Network theory argues that contemporary social relations have undergone real change, with a transition from the ‘traditional’ social structures of state, bureaucracy, and related economic institutions to new administrative and communicative networks. This change is said to be so radical such that the concepts of Marxism no longer have purchase and that post-Marxist accounts of the new realities are required. The talk will argue that critical realist dialectics and Marxian accounts of capital are essential for understanding both the continuities of capitalist social formation and the genuine novelties of contemporary social forms. It will also argue that such an understanding depends on the dialectical loosening of the categories of Capital.
Radha de Souza,      “Imperialism: A World After its Own Image”.

The prominence of network thinking in social theory was long preceded by its development in the post-war institutions US imperialism. This talk will trace the historical development of network-thinking in military, economic and media institutions. Network thinking became an integral part of the self-understanding of the projects to transform the Imperial core and came to be understood as universally applicable. Imperial projects to institute network thinking beyond the core, however, expose the limits of its universalisability, as they entail coercive confrontations with substantially different and considerably more resistant social forms.
Ivan Horrocks  “Revolution, transformation and reinvention: questioning the ‘inevitability’ of e-government”

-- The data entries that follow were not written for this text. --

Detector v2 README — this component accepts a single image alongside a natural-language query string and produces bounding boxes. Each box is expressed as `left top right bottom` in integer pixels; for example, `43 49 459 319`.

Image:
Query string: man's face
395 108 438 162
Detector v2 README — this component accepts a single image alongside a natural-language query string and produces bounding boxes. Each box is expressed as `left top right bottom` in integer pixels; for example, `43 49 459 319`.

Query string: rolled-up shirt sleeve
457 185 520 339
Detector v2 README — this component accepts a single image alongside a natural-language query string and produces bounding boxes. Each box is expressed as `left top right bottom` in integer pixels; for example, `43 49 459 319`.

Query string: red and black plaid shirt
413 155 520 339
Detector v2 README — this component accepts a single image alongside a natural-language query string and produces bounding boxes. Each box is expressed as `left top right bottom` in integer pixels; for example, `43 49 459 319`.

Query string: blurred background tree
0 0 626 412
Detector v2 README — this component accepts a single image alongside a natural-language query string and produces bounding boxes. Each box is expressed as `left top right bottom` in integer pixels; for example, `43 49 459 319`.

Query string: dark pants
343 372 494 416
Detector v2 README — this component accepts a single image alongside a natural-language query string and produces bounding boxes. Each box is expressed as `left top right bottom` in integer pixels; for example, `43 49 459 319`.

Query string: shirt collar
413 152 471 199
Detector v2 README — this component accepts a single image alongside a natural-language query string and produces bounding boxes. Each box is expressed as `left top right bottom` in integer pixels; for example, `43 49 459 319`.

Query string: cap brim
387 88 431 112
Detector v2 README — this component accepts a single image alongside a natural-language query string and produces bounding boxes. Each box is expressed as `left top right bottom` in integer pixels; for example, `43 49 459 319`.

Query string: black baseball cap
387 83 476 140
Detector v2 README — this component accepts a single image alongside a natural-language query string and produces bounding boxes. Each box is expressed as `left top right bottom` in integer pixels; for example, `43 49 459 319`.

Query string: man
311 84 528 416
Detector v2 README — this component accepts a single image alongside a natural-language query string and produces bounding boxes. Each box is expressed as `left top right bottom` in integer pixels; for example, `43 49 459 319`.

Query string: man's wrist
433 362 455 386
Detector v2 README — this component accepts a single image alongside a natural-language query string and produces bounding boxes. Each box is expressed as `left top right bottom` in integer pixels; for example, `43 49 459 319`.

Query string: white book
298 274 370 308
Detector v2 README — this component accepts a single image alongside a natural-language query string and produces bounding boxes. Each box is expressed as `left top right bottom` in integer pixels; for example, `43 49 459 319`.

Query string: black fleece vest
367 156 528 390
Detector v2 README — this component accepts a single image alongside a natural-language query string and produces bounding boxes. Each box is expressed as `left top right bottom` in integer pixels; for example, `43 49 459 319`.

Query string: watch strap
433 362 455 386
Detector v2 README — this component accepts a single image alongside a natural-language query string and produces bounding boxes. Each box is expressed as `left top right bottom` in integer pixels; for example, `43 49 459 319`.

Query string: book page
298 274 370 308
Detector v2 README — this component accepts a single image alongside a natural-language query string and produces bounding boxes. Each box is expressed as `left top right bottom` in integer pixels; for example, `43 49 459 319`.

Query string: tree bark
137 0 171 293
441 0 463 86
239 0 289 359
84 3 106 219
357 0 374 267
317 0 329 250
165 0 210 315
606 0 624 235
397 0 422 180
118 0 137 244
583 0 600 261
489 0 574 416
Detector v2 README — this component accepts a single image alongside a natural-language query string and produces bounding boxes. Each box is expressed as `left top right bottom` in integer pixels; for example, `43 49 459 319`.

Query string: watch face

A techno-optimist view which basically sees technology as politically neutral and, more often than not, historically inevitable (and is therefore highly determinist), allied with claims for a fundamental shift in economic and social relations – from terrestrial structures and communities of geography to virtual networks and the ‘space of flows’ – has proved symbolically and ideologically crucial to the dimension of the information age ‘paradigm’ that I focus on in this paper: ‘government for the information age’.    My objective is to present a techno-sceptic and realist critique which argues that far from being revolutionary or inevitable the emergence of information age governance follows an institutional and organisational logic rooted in previous periods of rapid social and technological development. Furthermore, it owes more to the awakening – and subsequent political and economic dominance – of neo-liberalism than it does to technology. To illustrate my argument I briefly trace the development of government for the information age from its roots to its current manifestation – e-government. My argument will be that far from representing a new form of government for the information age, e-government promotes certain forms of consumer and managed democracy, advances the control of the policy process by established commercial interests and structures economic and social relations accordingly.